WASHINGTON, D.C. (April 27, 2016) – Pharmaceutical Research and Manufacturers of America (PhRMA) Vice President Jay Taylor issued the following statement today:
“PhRMA members appreciate the continuing work of the Office of the U.S. Trade Representative (USTR), the Departments of State and Commerce, U.S. overseas missions and others to establish and ensure full compliance with strong rules protecting patents and other intellectual property rights abroad. Special 301 is an essential tool to bring high-level attention to intellectual property and market access challenges in overseas markets that are harming American innovators, patients, and workers.
“America’s innovative biopharmaceutical manufacturers and the more than 810,000 women and men they employ across the United States are devoted to inventing, manufacturing, and distributing valuable medicines that enable people to live longer, healthier, and more productive lives. Biopharmaceutical innovators depend on strong intellectual property protection and enforcement to bring new medicines to patients who need them. Today, more than 7,000 medicines are in development across the country and around the world.

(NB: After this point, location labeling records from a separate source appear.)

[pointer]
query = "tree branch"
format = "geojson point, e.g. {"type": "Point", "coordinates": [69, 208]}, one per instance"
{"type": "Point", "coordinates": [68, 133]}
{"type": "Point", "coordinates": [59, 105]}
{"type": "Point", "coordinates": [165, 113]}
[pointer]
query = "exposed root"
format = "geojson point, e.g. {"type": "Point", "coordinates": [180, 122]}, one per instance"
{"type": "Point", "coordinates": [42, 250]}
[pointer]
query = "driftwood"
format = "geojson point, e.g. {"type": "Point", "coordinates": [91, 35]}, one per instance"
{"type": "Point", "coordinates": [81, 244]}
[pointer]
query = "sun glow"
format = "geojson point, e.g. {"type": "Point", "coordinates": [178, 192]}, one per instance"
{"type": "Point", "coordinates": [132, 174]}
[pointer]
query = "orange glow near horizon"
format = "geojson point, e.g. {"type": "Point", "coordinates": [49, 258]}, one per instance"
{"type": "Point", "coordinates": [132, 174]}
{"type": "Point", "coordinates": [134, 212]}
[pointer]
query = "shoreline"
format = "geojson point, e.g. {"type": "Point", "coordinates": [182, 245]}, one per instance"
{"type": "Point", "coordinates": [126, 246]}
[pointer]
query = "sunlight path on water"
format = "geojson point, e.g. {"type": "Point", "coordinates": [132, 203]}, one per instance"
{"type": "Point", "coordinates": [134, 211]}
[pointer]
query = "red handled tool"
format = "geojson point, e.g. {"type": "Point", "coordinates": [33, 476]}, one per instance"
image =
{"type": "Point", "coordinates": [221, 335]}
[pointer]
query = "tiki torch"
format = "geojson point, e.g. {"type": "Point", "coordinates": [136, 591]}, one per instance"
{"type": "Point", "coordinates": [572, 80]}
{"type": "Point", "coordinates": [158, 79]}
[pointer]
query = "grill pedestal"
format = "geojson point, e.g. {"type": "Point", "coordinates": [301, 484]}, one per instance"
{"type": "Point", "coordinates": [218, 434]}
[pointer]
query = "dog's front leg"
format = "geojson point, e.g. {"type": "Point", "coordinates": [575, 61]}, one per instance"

“Innovative biopharmaceutical firms and their employees continue to face significant challenges in Canada. PhRMA and its member companies operating in Canada are extremely concerned about Canada’s intellectual property environment, which continues to be characterized by significant uncertainty. The Canadian judiciary has invalidated patents on 25 medicines and upended a practical and proven process used to bring new medicines to market in countries around the world. While PhRMA members appreciate the prominent mention of these and other concerns in the Special 301 Report we believe that the seriousness of the IP violations in Canada demand particular focus by the U.S. Government to address this critical issue. We look forward to working with both the U.S. and Canadian governments to resolve these concerns and to strengthen Canada’s innovation climate.

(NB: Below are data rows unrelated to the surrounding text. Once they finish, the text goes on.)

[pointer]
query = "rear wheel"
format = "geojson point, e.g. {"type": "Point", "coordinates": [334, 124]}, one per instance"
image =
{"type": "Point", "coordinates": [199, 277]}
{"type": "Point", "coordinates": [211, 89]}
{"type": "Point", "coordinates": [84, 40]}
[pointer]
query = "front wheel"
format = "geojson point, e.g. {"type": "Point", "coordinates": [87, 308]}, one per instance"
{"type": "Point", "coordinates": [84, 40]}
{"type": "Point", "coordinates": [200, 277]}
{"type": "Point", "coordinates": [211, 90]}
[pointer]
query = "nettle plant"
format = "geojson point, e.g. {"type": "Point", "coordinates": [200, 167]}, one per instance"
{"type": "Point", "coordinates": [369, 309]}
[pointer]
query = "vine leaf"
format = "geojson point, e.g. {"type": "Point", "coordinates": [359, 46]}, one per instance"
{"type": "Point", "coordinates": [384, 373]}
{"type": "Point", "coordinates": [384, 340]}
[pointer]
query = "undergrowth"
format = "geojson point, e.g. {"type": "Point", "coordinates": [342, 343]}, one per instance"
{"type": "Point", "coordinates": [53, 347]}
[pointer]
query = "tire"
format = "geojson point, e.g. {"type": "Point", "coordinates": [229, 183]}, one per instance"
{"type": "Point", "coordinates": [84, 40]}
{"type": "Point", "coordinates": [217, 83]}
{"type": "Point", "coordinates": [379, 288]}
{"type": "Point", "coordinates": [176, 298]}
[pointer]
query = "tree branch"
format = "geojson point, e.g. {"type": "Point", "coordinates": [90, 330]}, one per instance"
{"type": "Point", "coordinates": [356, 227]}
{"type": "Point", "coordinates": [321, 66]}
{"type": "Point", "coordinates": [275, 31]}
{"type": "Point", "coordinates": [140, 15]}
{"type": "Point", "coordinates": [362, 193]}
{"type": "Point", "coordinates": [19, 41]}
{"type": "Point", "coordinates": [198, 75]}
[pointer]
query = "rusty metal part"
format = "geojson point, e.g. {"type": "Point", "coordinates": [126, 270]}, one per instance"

“PhRMA members also face serious and growing intellectual property challenges in Colombia. This important regional trading partner has consistently failed to fully implement its intellectual property commitments under the U.S.-Colombia Free Trade Agreement (FTA). A new National Development Plan is undermining the ability of innovators to introduce new medicines by delaying the review of biopharmaceutical patents. PhRMA members welcome USTR’s decision to conduct a meaningful out-of-cycle review of Colombia at regular intervals over the next year. We look forward to working with USTR and other federal agencies to secure progress toward full implementation of Colombia’s FTA obligations and to address other critical concerns.
“India’s barriers to U.S. trade and investment, including its failure to respect intellectual property rights, continue to harm biopharmaceutical innovators and many other industries across the United States and around the world. While biopharmaceutical innovators saw potentially positive signs from the Indian Government in 2015, translating these positive statements into concrete progress has remained a challenge. PhRMA members welcome USTR’s decision to maintain India on the Priority Watch List and the emphasis the Special 301 Report places on achieving substantive and measurable results. Sustained engagement is essential to promote meaningful reform of India’s patent laws and policies.
“Discriminatory market access barriers, including non-transparent government pricing and reimbursement policies, undermine the value of intellectual property and weaken incentives to invest in the development of new medicines. PhRMA members welcome USTR’s recognition of market access barriers faced by innovative U.S. biopharmaceutical companies. Intellectual property rights that spur drug development and efforts to ensure that patients have access to those new drugs go hand in hand in improving health care and patient outcomes.
“PhRMA members look forward to working with USTR and other U.S. government agencies to address these and other unfair and discriminatory trade practices around the world.”
The Pharmaceutical Research and Manufacturers of America (PhRMA) represents the country’s leading innovative biopharmaceutical research companies, which are devoted to discovering and developing medicines that enable patients to live longer, healthier, and more productive lives. Since 2000, PhRMA member companies have invested more than $600 billion in the search for new treatments and cures, including an estimated $51.2 billion in 2014 alone.